If you manage a self managed superannuation fund (SMSF), recent changes to tax rules for certain fund expenses could affect you. These changes may even apply to services provided for free. If your fund doesn’t pay market price for services, it could face significant extra tax.
The new rules focus on “non-arm’s length general expenses” – services provided to your SMSF at below-market prices or for free. Income related to these general expenses may be classified as “non-arm’s length income” (NALI) and taxed at 45%. The new rules took effect on 29 June 2024, but are retroactive to 1 July 2018.
Key points to consider
- General expenses: The rules apply to general expenses not charged at market price. These are expenses that don’t relate to a specific fund asset, such as accounting fees or investment advice that does not relate to a specific investment (eg asset allocation advice).
- Trustee roles: As a trustee, under the superannuation law you generally can’t charge for your duties. However, if you provide services for free, or at a significant discount, as a professional (eg accountant, auditor or financial adviser) the NALI rules may apply.
- NALI limits: The amount of NALI is capped at twice the difference between the actual expense and the market rate. If no expense is incurred, it’s limited to twice the market rate.
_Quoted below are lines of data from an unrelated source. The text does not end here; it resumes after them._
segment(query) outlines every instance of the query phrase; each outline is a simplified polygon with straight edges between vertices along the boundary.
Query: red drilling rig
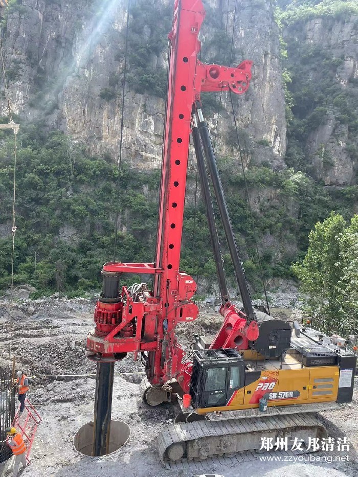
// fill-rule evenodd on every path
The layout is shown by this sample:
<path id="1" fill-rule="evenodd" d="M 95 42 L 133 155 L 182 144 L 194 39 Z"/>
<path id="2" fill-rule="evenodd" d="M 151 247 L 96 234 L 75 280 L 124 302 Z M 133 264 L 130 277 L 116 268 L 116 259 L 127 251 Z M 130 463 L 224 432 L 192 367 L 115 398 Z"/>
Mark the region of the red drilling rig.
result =
<path id="1" fill-rule="evenodd" d="M 152 385 L 164 384 L 174 378 L 185 392 L 189 391 L 190 366 L 182 362 L 185 353 L 177 343 L 175 330 L 178 322 L 193 321 L 198 313 L 197 306 L 191 300 L 196 285 L 191 277 L 180 269 L 192 116 L 193 108 L 194 112 L 200 110 L 202 92 L 230 89 L 241 95 L 247 90 L 251 79 L 251 61 L 229 67 L 206 64 L 198 59 L 200 49 L 198 36 L 205 15 L 201 0 L 175 2 L 173 27 L 168 35 L 168 100 L 154 262 L 109 262 L 102 271 L 103 291 L 95 311 L 96 328 L 87 337 L 87 349 L 95 353 L 88 357 L 98 362 L 95 434 L 98 434 L 98 440 L 102 443 L 96 441 L 96 455 L 105 453 L 107 433 L 104 436 L 103 426 L 98 424 L 99 419 L 102 422 L 104 416 L 108 422 L 110 420 L 110 395 L 116 360 L 128 352 L 145 353 L 147 376 Z M 242 270 L 239 259 L 238 262 Z M 153 275 L 152 290 L 143 290 L 140 301 L 133 300 L 125 286 L 119 293 L 123 273 Z M 240 279 L 244 281 L 243 277 Z M 245 282 L 243 287 L 247 290 Z M 227 297 L 227 291 L 225 294 Z M 252 310 L 252 306 L 249 309 Z M 231 332 L 226 336 L 228 344 L 237 340 L 238 336 L 243 342 L 245 340 L 247 345 L 249 339 L 255 339 L 257 327 L 253 311 L 248 319 L 227 302 L 221 312 L 232 324 Z M 157 391 L 156 394 L 158 393 L 163 394 Z M 149 400 L 149 396 L 147 398 Z M 160 402 L 164 400 L 159 399 Z"/>
<path id="2" fill-rule="evenodd" d="M 281 392 L 279 385 L 283 387 L 284 390 L 289 389 L 289 378 L 293 376 L 294 371 L 297 372 L 298 369 L 294 367 L 297 364 L 301 366 L 296 358 L 292 358 L 293 362 L 289 364 L 290 374 L 285 374 L 286 370 L 282 368 L 283 357 L 290 348 L 290 325 L 281 320 L 273 319 L 265 312 L 265 310 L 254 309 L 208 127 L 201 109 L 202 92 L 229 91 L 230 94 L 243 94 L 249 88 L 251 79 L 252 62 L 244 61 L 236 67 L 231 67 L 206 64 L 198 59 L 200 49 L 198 36 L 205 14 L 201 0 L 175 0 L 172 29 L 169 35 L 170 48 L 167 102 L 154 261 L 146 263 L 109 262 L 103 266 L 101 272 L 103 290 L 96 305 L 96 327 L 88 332 L 87 336 L 87 354 L 90 359 L 97 362 L 94 456 L 107 452 L 114 363 L 123 359 L 128 352 L 133 353 L 136 357 L 141 353 L 145 364 L 147 379 L 144 381 L 143 396 L 147 403 L 156 405 L 169 400 L 173 394 L 180 397 L 190 393 L 193 402 L 191 408 L 193 412 L 189 414 L 194 416 L 195 420 L 205 415 L 208 410 L 226 411 L 233 408 L 228 407 L 230 406 L 234 406 L 234 410 L 258 407 L 259 399 L 266 397 L 264 394 L 266 390 L 280 390 L 276 394 L 271 393 L 273 396 L 278 396 Z M 198 313 L 197 305 L 191 300 L 196 285 L 192 277 L 180 268 L 191 134 L 222 298 L 220 312 L 223 321 L 211 342 L 207 346 L 205 343 L 202 346 L 203 352 L 200 351 L 200 347 L 198 346 L 199 351 L 194 351 L 194 358 L 192 356 L 185 359 L 184 351 L 175 336 L 175 328 L 178 323 L 193 321 Z M 241 310 L 229 301 L 207 172 L 212 182 L 242 300 L 243 306 Z M 129 287 L 123 285 L 120 283 L 122 275 L 128 273 L 152 276 L 151 290 L 149 290 L 145 284 Z M 311 338 L 308 337 L 307 339 L 309 341 Z M 312 387 L 309 385 L 310 381 L 308 381 L 307 384 L 306 380 L 311 379 L 311 372 L 307 369 L 302 369 L 297 372 L 296 381 L 293 381 L 295 383 L 295 386 L 302 388 L 301 391 L 299 392 L 295 389 L 281 393 L 284 397 L 281 403 L 286 405 L 286 414 L 293 412 L 287 405 L 292 403 L 294 397 L 298 399 L 304 395 L 302 402 L 307 403 L 315 402 L 317 399 L 320 401 L 332 401 L 337 399 L 338 392 L 340 398 L 337 391 L 338 384 L 337 383 L 336 387 L 335 381 L 343 358 L 340 357 L 337 361 L 337 357 L 332 356 L 333 352 L 328 348 L 326 350 L 327 360 L 322 361 L 323 364 L 321 363 L 323 369 L 319 379 L 324 382 L 329 371 L 330 376 L 331 374 L 334 376 L 333 378 L 327 378 L 334 382 L 334 392 L 328 391 L 328 397 L 321 392 L 318 398 L 309 396 L 307 389 Z M 303 353 L 301 354 L 303 355 Z M 270 364 L 272 371 L 262 371 L 257 366 L 255 367 L 254 364 L 250 365 L 248 361 L 245 362 L 247 359 L 256 359 L 257 365 L 258 360 L 263 359 L 264 361 L 265 358 L 273 360 Z M 275 360 L 280 359 L 281 365 L 279 362 L 278 364 L 274 362 Z M 345 362 L 347 363 L 345 366 L 349 369 L 350 367 L 353 367 L 352 362 L 349 360 L 350 359 L 344 358 Z M 341 363 L 339 370 L 339 363 Z M 329 369 L 324 367 L 329 365 Z M 210 385 L 213 389 L 209 389 L 210 380 L 208 376 L 212 374 L 213 369 L 217 373 Z M 220 379 L 217 373 L 221 371 L 225 375 L 222 389 L 218 389 Z M 281 378 L 279 382 L 279 373 Z M 313 371 L 311 374 L 313 379 L 313 376 L 315 375 Z M 270 387 L 267 387 L 269 385 Z M 333 384 L 327 385 L 333 387 Z M 341 393 L 341 400 L 351 399 L 351 390 L 349 388 L 349 393 L 343 397 Z M 277 399 L 275 398 L 275 402 L 269 405 L 276 405 Z M 255 415 L 254 414 L 251 417 L 254 418 Z M 212 419 L 216 419 L 215 416 L 217 415 L 214 413 Z M 237 417 L 242 416 L 238 415 Z M 187 420 L 186 422 L 188 422 Z M 190 456 L 205 458 L 208 455 L 222 454 L 222 449 L 229 448 L 230 446 L 235 451 L 256 448 L 257 443 L 251 443 L 247 436 L 244 436 L 241 440 L 243 429 L 245 432 L 252 430 L 253 436 L 257 433 L 257 424 L 255 426 L 254 422 L 254 420 L 252 419 L 251 423 L 241 430 L 241 428 L 236 428 L 233 424 L 230 425 L 231 427 L 224 426 L 222 428 L 214 428 L 216 423 L 213 424 L 214 427 L 208 425 L 205 430 L 203 427 L 197 429 L 197 437 L 190 441 L 191 443 L 185 434 L 187 431 L 182 428 L 171 430 L 170 439 L 165 437 L 165 433 L 162 433 L 160 441 L 162 443 L 160 442 L 159 446 L 163 450 L 163 458 L 175 460 L 184 455 L 188 458 Z M 314 423 L 312 418 L 308 420 L 305 416 L 299 421 L 292 422 L 290 424 L 287 419 L 282 418 L 280 421 L 277 418 L 275 424 L 271 422 L 270 425 L 271 427 L 268 424 L 260 424 L 261 430 L 268 433 L 267 435 L 270 435 L 270 432 L 276 435 L 282 429 L 287 429 L 289 434 L 293 431 L 299 433 L 295 435 L 299 435 L 300 431 L 304 431 L 307 426 L 310 426 L 309 429 L 312 433 L 314 430 L 315 435 L 320 435 L 320 433 L 325 431 L 319 423 Z M 188 435 L 191 432 L 189 429 L 187 431 Z M 213 435 L 216 436 L 216 440 Z M 226 435 L 232 436 L 231 440 L 228 440 Z M 195 433 L 194 435 L 196 435 Z M 198 441 L 204 437 L 204 440 L 207 440 L 204 443 Z M 211 447 L 208 443 L 210 439 L 214 439 L 213 443 L 210 444 Z M 249 441 L 251 443 L 251 447 L 245 447 L 244 443 Z"/>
- Overall cap: The non-arm’s length component can’t exceed the SMSF’s taxable income (minus assessable contributions plus related deductions).
These new rules could catch out professionals trying to save their SMSF some money. If you’re providing services to your SMSF or getting services at below-market rates, you need to be aware of these rules.
If you’re unsure about how these rules affect your SMSF, it’s best to consult with a tax adviser. They can help you understand if your fund’s expenses are subject to the new rules and advise on any necessary changes.